Here's a frustrating thing about running an IT shop for an SMB: Not only does it seem like nobody in the vendor community is listening to you, it seems like the vendors don't even know what they sold you.
After years of preaching about the value of business intelligence applications to help people run their businesses better, one of the dirty little secrets of this industry is that the vendors rarely practice what they preach when it comes to making use of BI software.
As a result, they have no real idea of what equipment customers already have and therefore can't really consult with the customer about what the next logical thing they might need actually is.

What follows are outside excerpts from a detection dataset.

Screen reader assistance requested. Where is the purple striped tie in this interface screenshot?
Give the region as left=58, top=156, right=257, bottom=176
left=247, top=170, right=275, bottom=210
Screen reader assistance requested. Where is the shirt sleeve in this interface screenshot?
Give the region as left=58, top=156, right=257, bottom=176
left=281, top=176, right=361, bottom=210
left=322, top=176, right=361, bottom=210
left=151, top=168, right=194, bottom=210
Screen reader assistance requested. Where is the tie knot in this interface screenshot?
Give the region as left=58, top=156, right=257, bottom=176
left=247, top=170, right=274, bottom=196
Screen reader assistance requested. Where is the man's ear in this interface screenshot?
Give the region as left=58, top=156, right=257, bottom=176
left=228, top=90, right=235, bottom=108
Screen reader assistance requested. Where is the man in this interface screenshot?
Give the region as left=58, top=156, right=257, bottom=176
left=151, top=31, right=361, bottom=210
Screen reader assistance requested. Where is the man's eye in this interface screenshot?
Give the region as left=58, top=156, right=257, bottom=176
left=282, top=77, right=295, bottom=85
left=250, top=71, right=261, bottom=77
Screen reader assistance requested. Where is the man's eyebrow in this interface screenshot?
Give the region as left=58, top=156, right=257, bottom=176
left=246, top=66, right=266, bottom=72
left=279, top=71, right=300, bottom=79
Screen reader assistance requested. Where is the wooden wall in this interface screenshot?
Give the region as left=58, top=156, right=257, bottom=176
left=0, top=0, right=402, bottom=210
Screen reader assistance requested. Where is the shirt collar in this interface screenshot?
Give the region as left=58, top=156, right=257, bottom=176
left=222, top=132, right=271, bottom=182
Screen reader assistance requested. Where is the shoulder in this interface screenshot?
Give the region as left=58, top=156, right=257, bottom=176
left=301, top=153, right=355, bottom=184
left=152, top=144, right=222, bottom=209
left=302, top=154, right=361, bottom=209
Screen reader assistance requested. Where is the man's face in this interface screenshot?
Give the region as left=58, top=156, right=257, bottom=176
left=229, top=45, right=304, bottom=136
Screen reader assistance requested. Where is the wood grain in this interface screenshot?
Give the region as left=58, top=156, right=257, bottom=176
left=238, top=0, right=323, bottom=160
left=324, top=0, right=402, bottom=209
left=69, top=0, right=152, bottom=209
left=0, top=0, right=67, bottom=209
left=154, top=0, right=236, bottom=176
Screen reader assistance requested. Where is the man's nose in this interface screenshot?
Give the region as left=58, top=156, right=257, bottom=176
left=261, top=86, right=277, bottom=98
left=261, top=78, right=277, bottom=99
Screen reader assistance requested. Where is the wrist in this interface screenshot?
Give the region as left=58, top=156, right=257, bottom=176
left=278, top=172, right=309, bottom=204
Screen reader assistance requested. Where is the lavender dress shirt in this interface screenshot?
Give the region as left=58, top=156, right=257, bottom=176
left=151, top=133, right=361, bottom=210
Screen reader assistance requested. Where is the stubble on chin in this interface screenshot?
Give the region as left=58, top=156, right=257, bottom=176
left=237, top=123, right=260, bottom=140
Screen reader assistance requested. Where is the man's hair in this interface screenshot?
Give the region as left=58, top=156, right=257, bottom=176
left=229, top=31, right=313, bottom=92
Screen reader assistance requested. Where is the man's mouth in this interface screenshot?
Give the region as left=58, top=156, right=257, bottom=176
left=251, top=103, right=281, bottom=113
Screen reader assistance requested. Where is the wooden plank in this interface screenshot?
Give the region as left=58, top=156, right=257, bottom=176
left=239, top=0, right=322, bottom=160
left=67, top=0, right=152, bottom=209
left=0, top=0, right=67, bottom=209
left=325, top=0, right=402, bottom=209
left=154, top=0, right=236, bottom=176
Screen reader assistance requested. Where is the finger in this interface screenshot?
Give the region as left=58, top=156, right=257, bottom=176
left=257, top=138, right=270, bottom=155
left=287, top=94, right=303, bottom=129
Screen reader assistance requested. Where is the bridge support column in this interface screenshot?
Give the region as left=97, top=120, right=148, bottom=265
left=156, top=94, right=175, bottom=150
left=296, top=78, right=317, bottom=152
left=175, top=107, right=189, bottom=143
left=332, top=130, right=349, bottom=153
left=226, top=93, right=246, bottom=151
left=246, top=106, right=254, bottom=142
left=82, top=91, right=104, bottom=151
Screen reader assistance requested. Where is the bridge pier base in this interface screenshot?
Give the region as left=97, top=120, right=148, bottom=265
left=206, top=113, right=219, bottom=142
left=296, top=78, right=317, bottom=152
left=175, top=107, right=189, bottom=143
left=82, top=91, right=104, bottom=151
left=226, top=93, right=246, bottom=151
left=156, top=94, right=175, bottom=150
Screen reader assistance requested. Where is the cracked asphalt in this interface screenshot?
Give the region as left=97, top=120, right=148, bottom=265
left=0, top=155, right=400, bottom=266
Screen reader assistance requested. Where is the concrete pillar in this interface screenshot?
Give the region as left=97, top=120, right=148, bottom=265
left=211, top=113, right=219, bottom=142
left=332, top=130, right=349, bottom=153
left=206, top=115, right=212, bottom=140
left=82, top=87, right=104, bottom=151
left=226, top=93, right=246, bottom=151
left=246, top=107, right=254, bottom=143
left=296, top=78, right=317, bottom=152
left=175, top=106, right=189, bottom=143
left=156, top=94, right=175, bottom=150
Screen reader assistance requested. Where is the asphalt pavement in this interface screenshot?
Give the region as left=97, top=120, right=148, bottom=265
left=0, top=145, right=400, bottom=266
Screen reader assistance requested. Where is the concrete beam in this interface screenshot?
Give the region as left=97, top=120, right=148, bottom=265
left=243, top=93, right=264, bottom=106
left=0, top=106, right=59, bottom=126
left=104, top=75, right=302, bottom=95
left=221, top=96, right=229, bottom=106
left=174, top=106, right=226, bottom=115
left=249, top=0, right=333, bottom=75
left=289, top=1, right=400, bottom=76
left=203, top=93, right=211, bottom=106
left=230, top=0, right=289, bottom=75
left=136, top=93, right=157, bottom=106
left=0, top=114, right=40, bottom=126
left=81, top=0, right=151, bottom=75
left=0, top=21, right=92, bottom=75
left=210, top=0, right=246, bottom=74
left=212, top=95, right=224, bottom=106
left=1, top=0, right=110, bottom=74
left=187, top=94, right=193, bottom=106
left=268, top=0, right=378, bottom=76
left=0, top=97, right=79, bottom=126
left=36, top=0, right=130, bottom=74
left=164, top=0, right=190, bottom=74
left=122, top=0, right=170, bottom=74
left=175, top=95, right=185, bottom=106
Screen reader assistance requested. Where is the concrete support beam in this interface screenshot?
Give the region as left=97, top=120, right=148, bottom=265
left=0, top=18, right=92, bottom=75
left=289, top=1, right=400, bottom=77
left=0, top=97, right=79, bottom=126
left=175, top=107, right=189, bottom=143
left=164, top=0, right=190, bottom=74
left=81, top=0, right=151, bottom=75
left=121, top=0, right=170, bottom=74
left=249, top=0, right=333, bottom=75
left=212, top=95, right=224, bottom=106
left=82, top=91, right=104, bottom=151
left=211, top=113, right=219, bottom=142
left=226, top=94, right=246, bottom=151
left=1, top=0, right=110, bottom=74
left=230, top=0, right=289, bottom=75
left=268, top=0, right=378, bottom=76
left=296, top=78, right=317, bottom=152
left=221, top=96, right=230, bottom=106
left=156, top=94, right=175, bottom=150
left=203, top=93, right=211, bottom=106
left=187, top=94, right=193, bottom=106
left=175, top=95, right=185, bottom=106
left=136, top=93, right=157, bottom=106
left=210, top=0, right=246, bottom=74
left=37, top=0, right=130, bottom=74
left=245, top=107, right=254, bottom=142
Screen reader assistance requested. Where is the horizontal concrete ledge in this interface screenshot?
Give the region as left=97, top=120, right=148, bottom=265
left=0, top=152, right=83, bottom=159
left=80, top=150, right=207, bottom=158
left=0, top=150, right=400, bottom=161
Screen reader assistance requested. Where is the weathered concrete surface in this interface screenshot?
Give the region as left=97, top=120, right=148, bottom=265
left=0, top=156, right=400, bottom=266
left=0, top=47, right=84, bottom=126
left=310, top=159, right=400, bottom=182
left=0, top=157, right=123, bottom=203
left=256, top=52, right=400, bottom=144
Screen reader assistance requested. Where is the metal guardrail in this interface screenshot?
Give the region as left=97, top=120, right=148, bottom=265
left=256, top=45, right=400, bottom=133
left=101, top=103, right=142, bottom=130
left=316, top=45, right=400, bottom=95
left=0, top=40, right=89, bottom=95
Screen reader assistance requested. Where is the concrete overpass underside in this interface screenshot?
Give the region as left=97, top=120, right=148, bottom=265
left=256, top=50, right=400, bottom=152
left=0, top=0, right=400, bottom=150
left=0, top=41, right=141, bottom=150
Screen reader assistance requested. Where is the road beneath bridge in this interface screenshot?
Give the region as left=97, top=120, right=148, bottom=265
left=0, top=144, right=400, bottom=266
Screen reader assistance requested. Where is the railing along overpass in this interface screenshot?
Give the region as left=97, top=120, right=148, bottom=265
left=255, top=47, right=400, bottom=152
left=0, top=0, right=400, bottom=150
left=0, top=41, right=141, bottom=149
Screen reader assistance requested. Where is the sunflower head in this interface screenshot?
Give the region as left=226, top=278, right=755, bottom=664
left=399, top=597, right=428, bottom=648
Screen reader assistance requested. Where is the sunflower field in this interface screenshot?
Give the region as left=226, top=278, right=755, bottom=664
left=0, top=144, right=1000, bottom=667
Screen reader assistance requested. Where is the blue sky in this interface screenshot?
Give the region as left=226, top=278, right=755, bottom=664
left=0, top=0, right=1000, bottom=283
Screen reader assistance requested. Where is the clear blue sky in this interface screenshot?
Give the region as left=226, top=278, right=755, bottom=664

A lot of this lack of visibility has to do with the myriad ways that SMBs (small and midsize businesses) go about acquiring technology. Sometimes SMB customers will buy direct from a manufacturer. Other times they will buy from a reseller who in turn is sourcing product from a distributor rather than from the vendors directly. Other times customers will opt to buy something through a local retail outlet or even a retailer like Amazon.com if they need it in a hurry.
It would be nice to think that manufacturers would be able to sift through these transactions to get a 360-degree view of their customers. But the reality of the situation is that all these transactions flow through different systems that are not connected in any meaningful way. Even systems within the manufacturers' own systems are discombobulated. Rare is the manufacturer that can actually connect the dots between a customer buying products from them and the same customer that buys products through that vendor's network of resellers.
A big part of the problem has to do with silly things like the fact that all these different transactions might have slightly different renderings of the customer's name, thereby making it difficult to realize that Acme Manufacturing and Acme Inc. are actually the same customer.